5) We hesitate to provide a definite response regarding the reviewer's comment on the complexity of the data presentation in the manuscript. We understand that different reviewers might have varied perspectives on data presentation based on their individual preferences and experiences. However, given our extensive publication history in the field of HBV and HCV, where similar data presentation styles have been utilized successfully, we want to assert our approach's consistency established in the previous publications.
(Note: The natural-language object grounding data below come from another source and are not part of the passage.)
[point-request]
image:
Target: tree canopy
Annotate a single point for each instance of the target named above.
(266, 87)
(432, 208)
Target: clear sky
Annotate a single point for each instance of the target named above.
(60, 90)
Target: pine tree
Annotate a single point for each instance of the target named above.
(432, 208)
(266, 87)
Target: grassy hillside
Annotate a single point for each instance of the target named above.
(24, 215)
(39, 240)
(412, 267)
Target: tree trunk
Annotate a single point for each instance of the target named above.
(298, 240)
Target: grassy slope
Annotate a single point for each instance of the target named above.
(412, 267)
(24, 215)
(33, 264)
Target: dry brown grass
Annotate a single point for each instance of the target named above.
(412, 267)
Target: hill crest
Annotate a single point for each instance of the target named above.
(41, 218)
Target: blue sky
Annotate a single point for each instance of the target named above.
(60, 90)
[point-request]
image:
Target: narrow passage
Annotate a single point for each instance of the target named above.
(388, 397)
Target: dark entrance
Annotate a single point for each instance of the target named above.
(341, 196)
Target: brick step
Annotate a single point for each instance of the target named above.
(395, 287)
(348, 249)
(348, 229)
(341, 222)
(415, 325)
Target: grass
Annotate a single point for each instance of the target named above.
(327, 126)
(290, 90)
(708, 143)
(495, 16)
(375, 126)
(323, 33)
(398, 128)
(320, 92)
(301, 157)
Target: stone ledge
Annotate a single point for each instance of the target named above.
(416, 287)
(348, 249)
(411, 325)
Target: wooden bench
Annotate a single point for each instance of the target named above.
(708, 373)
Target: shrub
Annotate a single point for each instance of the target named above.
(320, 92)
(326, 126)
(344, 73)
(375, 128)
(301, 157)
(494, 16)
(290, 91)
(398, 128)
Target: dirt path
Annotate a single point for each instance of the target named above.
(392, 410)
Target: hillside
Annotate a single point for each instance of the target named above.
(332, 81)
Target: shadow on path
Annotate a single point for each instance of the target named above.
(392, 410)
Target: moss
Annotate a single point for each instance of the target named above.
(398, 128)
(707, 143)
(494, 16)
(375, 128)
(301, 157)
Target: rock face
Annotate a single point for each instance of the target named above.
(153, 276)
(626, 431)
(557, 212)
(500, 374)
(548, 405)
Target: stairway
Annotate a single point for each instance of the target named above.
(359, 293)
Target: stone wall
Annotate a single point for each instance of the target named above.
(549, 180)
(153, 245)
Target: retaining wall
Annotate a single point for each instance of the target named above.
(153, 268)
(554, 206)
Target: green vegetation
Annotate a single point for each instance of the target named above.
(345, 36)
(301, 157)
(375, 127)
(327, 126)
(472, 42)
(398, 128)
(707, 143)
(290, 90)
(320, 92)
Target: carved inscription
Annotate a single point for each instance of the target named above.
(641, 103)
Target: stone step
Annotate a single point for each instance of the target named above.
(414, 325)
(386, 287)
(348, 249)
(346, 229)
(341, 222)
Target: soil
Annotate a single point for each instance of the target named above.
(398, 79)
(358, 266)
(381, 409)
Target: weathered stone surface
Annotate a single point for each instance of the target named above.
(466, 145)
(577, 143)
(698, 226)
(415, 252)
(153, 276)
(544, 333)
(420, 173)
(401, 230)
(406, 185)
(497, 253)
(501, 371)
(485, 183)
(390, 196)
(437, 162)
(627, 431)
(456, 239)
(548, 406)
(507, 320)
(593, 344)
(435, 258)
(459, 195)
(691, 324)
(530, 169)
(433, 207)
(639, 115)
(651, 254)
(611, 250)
6) We provided a simple and concise conclusion by focusing on the primary findings of the present study as follows: “In conclusion, the present study provides insights into the mechanism underlying the regulation of HBV replication under oxidative stresses in patients.” (lines 535-537)
7) Comments on the Quality of English Language
Some sentences were corrected and rephrased.
Round 2
Reviewer 1 Report
The authors have made considerable improvement to their manuscript and addressed all the questions asked. The manuscript looks enhanced. I further have no issues.
Author Response
Thanks for your generous consideration on our manuscript.
Reviewer 3 Report
Authors successfully answered all the issues raised, I have no further questions.